HDP eski Eş Genel Başkanı Selahattin Demirtaş'a Cumhurbaşkanı'na hakaret suçlamasıyla verilen 3 yıl 6 ay hapis cezasının gerekçeli kararı dikkat çekti. Kararda "Demirtaş'ın sözleri onur, şeref ve saygınlığı rencide edici niteliktedir" denildi.
Eski HDP Eş Genel Başkanı Demirtaş’ı Atatürk Havalimanı’nda 2015 yılında yaptığı bir açıklamada, Cumhurbaşkanı Erdoğan’a hakaret ettiği gerekçesiyle ‘Cumhurbaşkanı’na hakaret’ suçundan 3 yıl 6 ay hapisle cezalandıran mahkeme, gerekçeli kararını açıkladı. Mahkeme kararında, Demirtaş’ın sözlerini “onur, şeref ve saygınlığı rencide edici nitelikte” buldu.

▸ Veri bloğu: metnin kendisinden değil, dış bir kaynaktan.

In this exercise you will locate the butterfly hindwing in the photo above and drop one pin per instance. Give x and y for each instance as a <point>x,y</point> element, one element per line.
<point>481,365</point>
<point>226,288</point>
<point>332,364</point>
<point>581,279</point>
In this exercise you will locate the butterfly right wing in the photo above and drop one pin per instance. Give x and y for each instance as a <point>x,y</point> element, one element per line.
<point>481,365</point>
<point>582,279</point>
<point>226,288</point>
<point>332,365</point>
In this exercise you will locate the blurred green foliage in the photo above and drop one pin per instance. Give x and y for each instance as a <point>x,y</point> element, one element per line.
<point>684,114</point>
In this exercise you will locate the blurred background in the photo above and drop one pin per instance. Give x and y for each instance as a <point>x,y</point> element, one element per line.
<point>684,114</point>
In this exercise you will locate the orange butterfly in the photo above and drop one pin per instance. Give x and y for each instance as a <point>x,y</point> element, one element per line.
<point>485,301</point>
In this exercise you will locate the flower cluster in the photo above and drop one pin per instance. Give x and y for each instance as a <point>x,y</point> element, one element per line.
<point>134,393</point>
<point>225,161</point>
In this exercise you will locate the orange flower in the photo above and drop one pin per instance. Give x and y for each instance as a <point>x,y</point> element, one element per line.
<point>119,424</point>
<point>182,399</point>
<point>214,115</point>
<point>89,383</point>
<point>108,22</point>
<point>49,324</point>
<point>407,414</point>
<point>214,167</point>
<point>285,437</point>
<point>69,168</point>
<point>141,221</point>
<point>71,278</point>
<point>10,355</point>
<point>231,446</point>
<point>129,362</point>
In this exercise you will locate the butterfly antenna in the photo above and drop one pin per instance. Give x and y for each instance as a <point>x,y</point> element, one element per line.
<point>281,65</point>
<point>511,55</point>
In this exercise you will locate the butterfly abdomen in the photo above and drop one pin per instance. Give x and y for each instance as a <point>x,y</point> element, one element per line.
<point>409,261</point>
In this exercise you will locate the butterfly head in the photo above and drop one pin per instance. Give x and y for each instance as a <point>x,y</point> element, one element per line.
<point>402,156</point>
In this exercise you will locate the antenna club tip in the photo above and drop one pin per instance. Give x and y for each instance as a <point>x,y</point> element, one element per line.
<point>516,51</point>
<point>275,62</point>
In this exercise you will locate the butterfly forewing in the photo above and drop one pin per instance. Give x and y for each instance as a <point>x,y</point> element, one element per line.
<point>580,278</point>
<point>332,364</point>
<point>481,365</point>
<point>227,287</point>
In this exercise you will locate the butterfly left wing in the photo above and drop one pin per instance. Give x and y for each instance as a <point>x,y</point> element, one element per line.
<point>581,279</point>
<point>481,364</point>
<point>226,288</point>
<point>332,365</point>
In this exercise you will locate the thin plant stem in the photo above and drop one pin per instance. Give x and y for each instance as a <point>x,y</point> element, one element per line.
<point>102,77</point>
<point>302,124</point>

Sputnik’in aktardığına göre, Bakırköy 46. Asliye Ceza Mahkemesi’nce hazırlanan gerekçeli kararda, “Mahkememizdeki dosya açısından sanık, savunmasında açılan tüm davalarında kendisine yöneltilen suçlamaların ifade özgürlüğü hakkına müdahale teşkil ettiğini, milletvekili olarak görev yaptığı sürede Anayasa’nın 83. maddesinin birinci fıkrasının milletvekillerine sorumsuzluk ve dokunulmazlık korumasını verdiğini, yani Türkiye Büyük Millet Meclisi’nde (TBMM) ifade ettikleri görüşler nedeniyle cezalandırılamayacaklarının öngörüldüğünü ve yine milletvekillerinin fikirlerinin içeriğini Meclis dışında tekrarladığı ve yaydığı durumların da bu koruma kapsamında olduğunu kaydetmiştir” denildi.
“SAVUNMASI SOYUT KALMAKLA BİRLİKİTE…”
Demirtaş’ın bizzat mahkemede hazır bulunma taleplerinin defalarca mahkeme tarafından kabul edilmesine rağmen sanığın türlü mazeretlerle duruşmaya katılmadığı, yargılama süreci boyunca sanığın iddiası yönünde bir savunmada bulunmadığı aktarılan kararda, dava konusu konuşmanın milletvekilliği görevi süresince, suç tarihinden önce ifade edilip edilmediği, Meclis’te veya Meclis çalışmalarında ileri sürdüğü (alıntı yapmak suretiyle) aynı ifadeler olup olmadığı konusunda savunması soyut kalmakla birlikte bu konuda herhangi somut bir delili de sunamadığı kaydedildi.
“DOKUNULMAZLIK ZIRHINA DAHİL DEĞİLDİR”
Milletvekillerinin görev süreleri boyunca seçmeni temsil edip onların çıkarlarını savunduğuna yer verilen gerekçeli kararda, şu ifadelere yer verildi:
“Milletvekilinin siyasi görüşlerini ifade etme özgürlüğü elbette güvence altında olmalıdır. Ancak siyasi tartışma özgürlüğü, mutlak değildir. İfade özgürlüğü kapsamında ele alınmalıdır. Neticeten konusu suç teşkil eden eylemler dokunulmazlık zırhına tabi değildir. Nitekim anayasal koruma, milletvekiline bireysel olarak değil, Meclis’e ve Meclis’teki çalışmalarında sorunsuz şekilde yürütebilmesi için güvence sağlayan ayrıcalıktır. Bu açıdan sanık müdafilerinin sunmuş olduğu açıklamalar her ne kadar Meclis çalışmalarında benzer ifadeler kullanıldığı iddiasında bulunmuş iseler de bu açıklamaların dava konusu konuşma içeriği ile birebir aynı olmadığından sanığın eylemin Anayasa 83/1 fıkrası kapsamında yasama bağışıklığı ile korunması mümkün değildir.”